On Saturday my local supermarket surprised me. Several of the staff were dressed in pantomime clothes or were made up as clowns. They were also running a photo competition for kids who came to the store also dressed and made up. As I wandered around the aisles, collecting my shopping, I slowly put two and two together. I realised I’d seen the adverts for this event up in the store for a week before – and that they included the words “carnival” and – now I thought about it – perhaps also “Mardi Gras”.
Sometimes I’m just very dense.
On Sunday RTBF – Belgium’s French language TV channel – carried reports from the first day of the Mardi Gras in a Binche. (Binche is in French speaking Wallonia to the south-west of Brussels.) I also heard about a carnival in Aalst in the Flemish-speaking part of Belgium to the north-west of Brussels. But in Brussels, not so much. Apparently Mardi Gras isn’t celebrated here. Or not actually on Mardi Gras at any rate.
I fear I spend too many words in this blog complaining about the availability of Brussels tourist information. I won’t do that this time. Instead I’ll just say that – after some effort – I was able to track down a carnival event actually scheduled to take place. It would be in the Brussels municipality of Laeken. The Quartiers of the district would be parading through the streets and everything was going to start at 1 o’clock.
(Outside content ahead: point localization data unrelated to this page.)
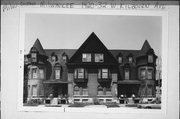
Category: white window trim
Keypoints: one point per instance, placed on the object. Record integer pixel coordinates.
(96, 57)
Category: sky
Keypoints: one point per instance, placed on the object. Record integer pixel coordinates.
(57, 31)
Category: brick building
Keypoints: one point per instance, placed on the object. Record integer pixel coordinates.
(90, 73)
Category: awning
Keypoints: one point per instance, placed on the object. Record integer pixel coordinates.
(55, 81)
(129, 82)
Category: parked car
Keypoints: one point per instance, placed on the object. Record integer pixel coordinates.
(149, 106)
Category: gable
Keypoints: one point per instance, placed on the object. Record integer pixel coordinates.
(93, 45)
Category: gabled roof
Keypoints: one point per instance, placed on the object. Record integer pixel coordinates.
(39, 47)
(93, 44)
It wasn’t till 12.45 that I got out of the house. I knew it would take me at least 30 minutes, perhaps more, to get to Laeken. I could see the grey clouds piling up for the rain the meteorologists were predicting. The wind blew cold. Still, I ignored all the contrary voices in my head. This year I was determined. And of course, at this point I’d invested so much effort into the photo expedition it would feel very silly not to carry it through.
I emerged from the metro station at Bockstael just as the heavy, cold drops of rain began to fall. With my trusty print-out from Google Maps, I threaded my way through the streets and quite quickly found my way to Place Willems. I could hear a band – or at least, I could hear drums, which I took as a good sign. I followed the sound and arrived just as the procession left the Place.
It was a bit of a surprise to find the Laeken Mardi Gras was actually a children’s carnival. Groups of junior school kids representing the different Quartiers. They were high on energy and enthusiasm and they weren’t going to let a little rain or wind dampen their spirits. Parents and teachers and a few police marched along with them. The adults seemed to be enjoying themselves too. Mind you, sometimes their expressions gave the impression they were enjoying themselves in a grimly determined sort of way.
It was good to see them and I’m pleased I could take the photos, even if the light was so poor many of the pictures are out of focus or grainy with underexposure. Or both. I’ve tried to trick them a little in Gimp.
The carnival parade was past in about half an hour, and I was pleased to head back to the Metro station and nice warm train back to town. I hope the kids and adults in the parade had bowls of hot chocolate or hot soup to look forward to when they got to the end of the parade.
I wrote this article for the #Blogg52 challenge.
4 thoughts on “Mardi Gras – the Laeken children’s carnival”
Not quite like Rio but much larger than in Sweden 🙂 But do they have semlor (or fettisdagsbullar)?
You’re right, Eva. Definitely larger than in Sweden.
I’m sorry to report they don’t have semlor here – nor do they have pancakes. (Shrove Tuesday is pancake day in Britain.) They do have waffles – but then Belgians seem to be prepared to eat waffles for any reason, all year round. (It’s not quite like that with semlor in Sweden yet, I suppose?)
Du lyckas alltid hitta på så många roliga saker, John! Alltid lika intressant att läsa det du skriver.